Positioned on the muddy west bank of the Delaware River, a historic structure still stands after more than 250 years. Located on Mud Island, just outside Philadelphia, Fort Mifflin has played a role in almost every war the United States has fought since the Revolution. Fort Mifflin was of great importance to George Washington and the Continental Army when the fort delayed British troops from proceeding down the frigid Delaware River in the cold month of November 1777. This allowed Washington and his army to relocate and reassemble at Valley Forge, a key moment in the development of this fledging army. Later in the war the fort suffered the biggest bombardment the North American continent has ever witnessed, yet it remains intact and accessible to this day. Despite a long and rich history as Philadelphia’s, and the nation’s, protector, Fort Mifflin remains one of the largely unknown and unacknowledged military sites in the United States.

Although Fort Mifflin was not constructed until 1771, plans for a fort on the Delaware to provide security began to unfold in 1626. The Swedish, Dutch and British all fortified the Delaware River from 1626 to 1774 and found a key defense point where the Delaware converged with the Schuylkill River near Mud Island.

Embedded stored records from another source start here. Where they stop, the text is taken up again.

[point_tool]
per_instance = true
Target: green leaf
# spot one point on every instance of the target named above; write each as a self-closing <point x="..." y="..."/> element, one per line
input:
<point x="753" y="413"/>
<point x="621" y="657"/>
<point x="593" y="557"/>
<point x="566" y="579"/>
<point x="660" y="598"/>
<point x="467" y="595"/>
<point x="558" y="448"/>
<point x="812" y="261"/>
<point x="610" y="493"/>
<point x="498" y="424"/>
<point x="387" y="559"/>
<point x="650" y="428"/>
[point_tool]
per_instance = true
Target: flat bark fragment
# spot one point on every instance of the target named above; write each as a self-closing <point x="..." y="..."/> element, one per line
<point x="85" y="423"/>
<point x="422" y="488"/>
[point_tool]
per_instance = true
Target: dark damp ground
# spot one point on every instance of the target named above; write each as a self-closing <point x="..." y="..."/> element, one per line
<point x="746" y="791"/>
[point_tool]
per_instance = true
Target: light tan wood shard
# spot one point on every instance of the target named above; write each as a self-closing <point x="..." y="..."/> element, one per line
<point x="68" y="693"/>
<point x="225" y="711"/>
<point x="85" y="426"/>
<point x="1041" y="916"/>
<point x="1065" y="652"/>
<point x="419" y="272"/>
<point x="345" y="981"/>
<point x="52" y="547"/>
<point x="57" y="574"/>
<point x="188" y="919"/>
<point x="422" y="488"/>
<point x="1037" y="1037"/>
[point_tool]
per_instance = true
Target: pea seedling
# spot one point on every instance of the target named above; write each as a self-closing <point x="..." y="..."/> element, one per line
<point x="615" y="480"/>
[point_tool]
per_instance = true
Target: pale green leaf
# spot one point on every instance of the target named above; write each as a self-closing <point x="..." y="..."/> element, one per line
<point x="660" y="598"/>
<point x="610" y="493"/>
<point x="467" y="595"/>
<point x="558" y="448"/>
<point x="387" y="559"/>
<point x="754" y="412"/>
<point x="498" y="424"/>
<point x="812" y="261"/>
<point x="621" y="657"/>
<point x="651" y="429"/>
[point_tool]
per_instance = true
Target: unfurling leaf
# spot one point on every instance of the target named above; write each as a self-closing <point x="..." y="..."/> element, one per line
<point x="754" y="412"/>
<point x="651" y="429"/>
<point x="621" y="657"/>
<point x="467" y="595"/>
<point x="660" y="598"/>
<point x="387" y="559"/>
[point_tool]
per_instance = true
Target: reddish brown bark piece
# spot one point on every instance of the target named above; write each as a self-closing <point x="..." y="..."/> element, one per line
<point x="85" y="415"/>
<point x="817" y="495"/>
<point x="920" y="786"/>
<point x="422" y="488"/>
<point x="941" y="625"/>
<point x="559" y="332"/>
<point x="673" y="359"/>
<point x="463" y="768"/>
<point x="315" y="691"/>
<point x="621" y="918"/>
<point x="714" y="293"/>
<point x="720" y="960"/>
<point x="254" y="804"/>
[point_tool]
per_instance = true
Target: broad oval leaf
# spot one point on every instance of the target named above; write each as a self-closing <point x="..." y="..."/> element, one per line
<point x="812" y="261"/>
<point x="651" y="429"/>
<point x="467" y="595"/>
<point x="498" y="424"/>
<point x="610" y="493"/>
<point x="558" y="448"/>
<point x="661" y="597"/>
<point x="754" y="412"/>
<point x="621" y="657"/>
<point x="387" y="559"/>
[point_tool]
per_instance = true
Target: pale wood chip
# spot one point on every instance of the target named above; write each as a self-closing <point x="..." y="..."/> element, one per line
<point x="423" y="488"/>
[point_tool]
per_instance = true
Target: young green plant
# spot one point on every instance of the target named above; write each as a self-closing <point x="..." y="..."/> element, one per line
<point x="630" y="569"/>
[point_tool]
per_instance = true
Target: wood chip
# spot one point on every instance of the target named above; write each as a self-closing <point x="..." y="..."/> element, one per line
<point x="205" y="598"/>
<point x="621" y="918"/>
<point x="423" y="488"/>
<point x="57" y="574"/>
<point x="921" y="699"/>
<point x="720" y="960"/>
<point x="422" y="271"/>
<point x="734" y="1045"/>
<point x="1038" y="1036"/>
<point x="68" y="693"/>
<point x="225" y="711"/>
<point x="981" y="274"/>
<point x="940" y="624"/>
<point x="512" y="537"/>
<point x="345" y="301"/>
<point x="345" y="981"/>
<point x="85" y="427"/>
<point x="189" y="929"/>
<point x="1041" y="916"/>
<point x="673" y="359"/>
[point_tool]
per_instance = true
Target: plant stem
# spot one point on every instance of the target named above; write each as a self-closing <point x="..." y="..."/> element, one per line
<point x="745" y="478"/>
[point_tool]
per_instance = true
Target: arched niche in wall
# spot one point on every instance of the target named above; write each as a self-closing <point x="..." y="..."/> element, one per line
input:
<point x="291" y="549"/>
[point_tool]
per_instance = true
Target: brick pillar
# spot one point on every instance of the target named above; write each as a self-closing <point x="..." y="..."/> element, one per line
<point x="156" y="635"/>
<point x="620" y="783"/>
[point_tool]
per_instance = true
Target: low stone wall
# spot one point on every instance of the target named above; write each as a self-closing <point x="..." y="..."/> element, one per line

In 1626, the Dutch built Fort Nassau on the east bank of the Delaware River, which allowed them to exploit fur trade in the region. The Dutch controlled the Delaware with multiple forts until the 1660s. When the British took over the Delaware, the Dutch were forced to leave.

Reenactors Fort Mifflin
P.W. Baker
These re-enactors demonstrate for the public some of the life of soldiers stationed at Fort Mifflin in days gone by.

Fort Mifflin was built by the British in 1771 to strengthen the colony’s control over the Delaware River. Construction stopped after the south side wall was finished in 1773. In 1776, when the American colonies separated from England, the Americans continued construction of the fort in order to prevent the British from sailing ships to Philadelphia, the nation’s capital at the time. Washington relied on the Pennsylvania Navy to guard Fort Mifflin and nearby Fort Mercer from the British. He had such faith in this operation that he reportedly told Navy Commodore John Hazelwood, “I have not the least doubt but we shall by our operations by land and water oblige the enemy to abandon Philadelphia.”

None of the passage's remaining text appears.